Man fragt sich, was aus dem Jungen, dessen Vater nach dem Krieg ein kranker und schwacher Mann war und dessen Mutter starb, als er zwölf Jahre alt war, in einem Nest in Norfolk wohl geworden wäre, hätte er nicht das Tanzen für sich entdeckt. Mit fünfzehn Jahren las er in „The Dancing Times” eine Annonce der „Sadler’s Wells Ballet School”. Er schrieb im Namen seines Vaters an die Schule und bat, zur Audition zugelassen zu werden. Im Training mußte er sich zwischen Margot Fonteyn und Beryl Grey an die Stange stellen, eine furchterregende idee. Aber er stand es durch und wurde genommen.

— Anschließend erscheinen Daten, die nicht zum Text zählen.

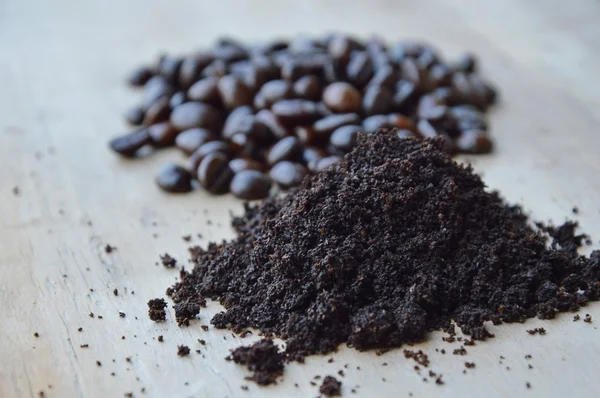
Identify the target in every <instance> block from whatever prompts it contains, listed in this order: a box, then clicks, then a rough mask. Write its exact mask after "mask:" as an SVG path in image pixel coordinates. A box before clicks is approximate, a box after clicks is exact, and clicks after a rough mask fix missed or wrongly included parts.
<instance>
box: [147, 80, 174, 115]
mask: <svg viewBox="0 0 600 398" xmlns="http://www.w3.org/2000/svg"><path fill="white" fill-rule="evenodd" d="M174 91H175V90H174V89H173V86H171V85H170V84H169V83H167V81H166V80H165V79H164V78H163V77H162V76H154V77H153V78H151V79H150V80H148V81H147V82H146V84H145V85H144V99H143V102H142V107H143V108H144V109H148V108H149V107H150V106H151V105H152V104H154V103H155V102H156V101H157V100H158V99H159V98H161V97H170V96H171V94H173V92H174Z"/></svg>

So wurde aus diesem in Schottland geborenen frühen „Billy Elliott” der Mann, der die meisten abendfüllenden Handlungsballette in der zweiten Hälfte des zwanzigsten Jahrhunderts schuf. An dem Abend des 29. Oktober 1992, als MacMillan backstage in Covent Garden starb, tanzte das Birmingham Royal Ballet seine „Romeo und Julia”, während das Royal Ballet die Wiederaufnahme von „Mayerling” präsentierte.
„The Prince of the Pagodas”, seiner Britten-Choreographie und seinem letzten abendfüllenden Werk, waren Jahre der Vorbereitung und ein Besuch bei Britten eine Woche vor dessen Tod vorausgegangen. Es hatte MacMillan enorme Anstrengung gekostet. Wegen seiner angegriffenen Gesundheit gestatteten die Ärzte ihm nur anderthalb Stunden Arbeit pro Tag, das Royal Ballet richtete sich ganz nach ihm und so dauerte es ein volles Jahr, bis sich der Vorhang zur Premiere hob. Auch dieses Ballett gibt es als Aufzeichnung. Und schließlich ist 2010 eine DVD erschienen, die „Elite Syncopations” (1974), „The Judas Tree” (1992) und „Concerto” (1966) vereint.
Besonders „The Judas Tree” zeigt, warum MacMillan umstritten war. Lieblich und süß waren seine Ballette überhaupt nie, er griff nach Themen und Stoffen, die dem Ballett bis dahin niemand zugetraut hätte umsetzen zu können. Viele meinten, daran habe das Ballett Schaden genommen: „Warnung”, steht auf der DVD darum, „The Judas Tree” enthält Szenen gewalttätiger und sexueller Natur”. Das wurde ja damals auch Zeit.